Amateur Radio Ladder-Line: The Myths
ladder-line is great - extremely low loss, even at high SWR. However, many hams refuse to use it because they are afflicted by common misconceptions:
- “Ladder-line radiates!” Baloney. ladder-line does not radiate any more than does coax, if terminated in a balanced antenna.
- “I tried it once, and it messed up my TV, my computer, and filled the shack with RF!” The trick here is simply to make sure you use a length of ladder-line that is not a multiple of a half-wavelength on any band. Lengths like 43 and 86 feet work well. A resonant length of ladder-line, just like the shield of coax, will pick up RF from the antenna and conduct it into the shack. The only difference is that the shield of the coax is grounded, and the ladder-line is not, so it acts in common-mode to bring in and radiate induced RF. A non-resonant length of feed-line will present a high impedance to common-mode currents. And, as with any feed-line, it’s best to run it perpendicular to the antenna as far as you can so the EMF from the dipole will cancel itself instead of inducing current in the feed-line.
- “It’s too hard to work with! You have to keep it away from metal!” Well, yes, a couple inches or so. The general rule is twice the width of the line. It’s easy to make stand-offs from half-inch PVC pipe. Ladder-line can cross a metal edge, like a window sill; you just don’t want to run it right against metal for any significant length.

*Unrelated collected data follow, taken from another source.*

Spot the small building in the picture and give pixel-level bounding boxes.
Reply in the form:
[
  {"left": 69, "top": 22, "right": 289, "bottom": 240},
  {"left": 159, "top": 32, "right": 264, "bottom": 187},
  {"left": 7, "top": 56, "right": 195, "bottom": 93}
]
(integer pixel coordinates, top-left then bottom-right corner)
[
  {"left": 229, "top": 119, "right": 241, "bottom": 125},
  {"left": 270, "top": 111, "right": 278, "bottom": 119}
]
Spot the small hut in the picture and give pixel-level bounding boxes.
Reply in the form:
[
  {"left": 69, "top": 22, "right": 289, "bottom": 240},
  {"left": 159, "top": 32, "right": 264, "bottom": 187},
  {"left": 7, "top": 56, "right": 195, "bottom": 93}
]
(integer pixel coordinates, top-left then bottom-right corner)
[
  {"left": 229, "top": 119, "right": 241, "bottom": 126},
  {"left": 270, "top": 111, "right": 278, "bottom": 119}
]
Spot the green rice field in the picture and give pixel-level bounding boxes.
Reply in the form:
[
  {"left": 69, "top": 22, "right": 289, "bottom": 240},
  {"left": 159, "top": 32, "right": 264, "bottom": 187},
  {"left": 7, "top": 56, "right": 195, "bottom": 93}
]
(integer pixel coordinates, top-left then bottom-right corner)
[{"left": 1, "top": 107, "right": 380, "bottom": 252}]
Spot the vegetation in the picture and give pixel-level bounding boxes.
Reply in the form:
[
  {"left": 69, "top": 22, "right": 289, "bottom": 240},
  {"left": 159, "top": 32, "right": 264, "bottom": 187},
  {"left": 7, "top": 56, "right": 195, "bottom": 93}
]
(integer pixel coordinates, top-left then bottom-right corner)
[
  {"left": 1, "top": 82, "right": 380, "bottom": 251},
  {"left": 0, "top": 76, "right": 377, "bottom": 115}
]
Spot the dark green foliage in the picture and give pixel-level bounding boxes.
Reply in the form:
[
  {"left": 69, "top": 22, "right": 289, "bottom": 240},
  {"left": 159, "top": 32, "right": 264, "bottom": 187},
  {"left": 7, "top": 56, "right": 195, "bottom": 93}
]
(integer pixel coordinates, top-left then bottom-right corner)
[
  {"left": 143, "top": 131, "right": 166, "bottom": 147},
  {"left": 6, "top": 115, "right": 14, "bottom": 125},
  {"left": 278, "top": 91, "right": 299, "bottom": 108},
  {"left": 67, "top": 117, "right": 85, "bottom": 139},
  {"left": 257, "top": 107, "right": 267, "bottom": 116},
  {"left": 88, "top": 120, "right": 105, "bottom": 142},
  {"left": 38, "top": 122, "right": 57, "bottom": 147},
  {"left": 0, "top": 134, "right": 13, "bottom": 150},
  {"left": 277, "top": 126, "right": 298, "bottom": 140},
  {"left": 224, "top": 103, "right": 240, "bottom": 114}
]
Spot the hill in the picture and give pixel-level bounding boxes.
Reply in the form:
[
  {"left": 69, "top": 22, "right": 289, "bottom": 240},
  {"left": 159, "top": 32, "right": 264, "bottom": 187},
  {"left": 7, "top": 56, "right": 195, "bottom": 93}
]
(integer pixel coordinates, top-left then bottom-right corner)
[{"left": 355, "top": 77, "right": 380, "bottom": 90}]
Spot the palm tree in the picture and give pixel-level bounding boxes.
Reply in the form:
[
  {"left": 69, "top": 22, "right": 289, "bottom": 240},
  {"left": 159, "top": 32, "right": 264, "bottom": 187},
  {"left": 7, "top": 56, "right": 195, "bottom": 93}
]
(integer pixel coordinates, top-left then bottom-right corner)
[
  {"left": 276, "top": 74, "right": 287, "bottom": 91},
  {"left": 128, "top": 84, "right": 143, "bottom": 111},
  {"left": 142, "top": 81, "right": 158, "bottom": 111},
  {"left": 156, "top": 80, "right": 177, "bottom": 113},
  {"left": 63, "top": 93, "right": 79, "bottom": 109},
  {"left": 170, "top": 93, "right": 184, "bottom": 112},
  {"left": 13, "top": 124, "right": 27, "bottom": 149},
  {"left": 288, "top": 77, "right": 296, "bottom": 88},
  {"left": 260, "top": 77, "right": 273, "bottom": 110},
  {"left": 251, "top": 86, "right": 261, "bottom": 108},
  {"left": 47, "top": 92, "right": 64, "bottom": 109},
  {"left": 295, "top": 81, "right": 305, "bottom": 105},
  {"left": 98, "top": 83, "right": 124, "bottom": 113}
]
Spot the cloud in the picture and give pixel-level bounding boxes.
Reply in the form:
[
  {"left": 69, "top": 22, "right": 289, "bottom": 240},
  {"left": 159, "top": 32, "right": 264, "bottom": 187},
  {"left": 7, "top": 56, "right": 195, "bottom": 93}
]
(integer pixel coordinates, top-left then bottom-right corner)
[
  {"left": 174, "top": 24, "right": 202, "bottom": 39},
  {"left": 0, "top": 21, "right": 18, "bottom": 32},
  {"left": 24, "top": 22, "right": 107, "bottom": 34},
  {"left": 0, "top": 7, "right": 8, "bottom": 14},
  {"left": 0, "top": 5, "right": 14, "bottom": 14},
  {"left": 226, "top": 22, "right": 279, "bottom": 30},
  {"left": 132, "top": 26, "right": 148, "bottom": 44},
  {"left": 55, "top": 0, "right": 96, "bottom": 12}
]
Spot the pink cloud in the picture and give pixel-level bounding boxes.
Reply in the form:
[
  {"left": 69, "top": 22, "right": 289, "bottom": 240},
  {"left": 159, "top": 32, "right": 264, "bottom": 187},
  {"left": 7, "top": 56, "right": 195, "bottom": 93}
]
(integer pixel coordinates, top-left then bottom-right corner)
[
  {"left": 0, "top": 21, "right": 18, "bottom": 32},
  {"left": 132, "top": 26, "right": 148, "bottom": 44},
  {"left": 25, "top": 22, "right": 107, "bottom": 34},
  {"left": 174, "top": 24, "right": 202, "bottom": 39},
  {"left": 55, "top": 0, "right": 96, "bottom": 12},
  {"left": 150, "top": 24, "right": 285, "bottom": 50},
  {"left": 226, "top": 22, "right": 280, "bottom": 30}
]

- “It’s too hard to bring into the shack!” Baloney. There are many waterproof ways to bring ladder-line into any shack. One is shown below.
- “I can’t buy a lightening arrestor for ladder-line!” So just make them yourself, as shown below.
- “It flops around in the wind, and it breaks too easy!” (a) Windowed line should be twisted about one twist for every two feet to prevent wind-induced oscillations. (b) Make a good feedpoint connection, with proper strain-relief. It doesn’t hurt to wrap it over the top of your feedpoint insulator and then secure it to itself with cable ties. Also, the 14-gage stranded stuff is much more reliable than the old, cheap 18-gage solid stuff.
If you run an all-band dipole (with a tuner in the shack), you need ladder-line. Coax is very lossy when operated at high SWR. It’s easy to lose 90% of your power in your coax when operating on bands where the non-resonant dipole presents a high feedpoint impedance to the feedline.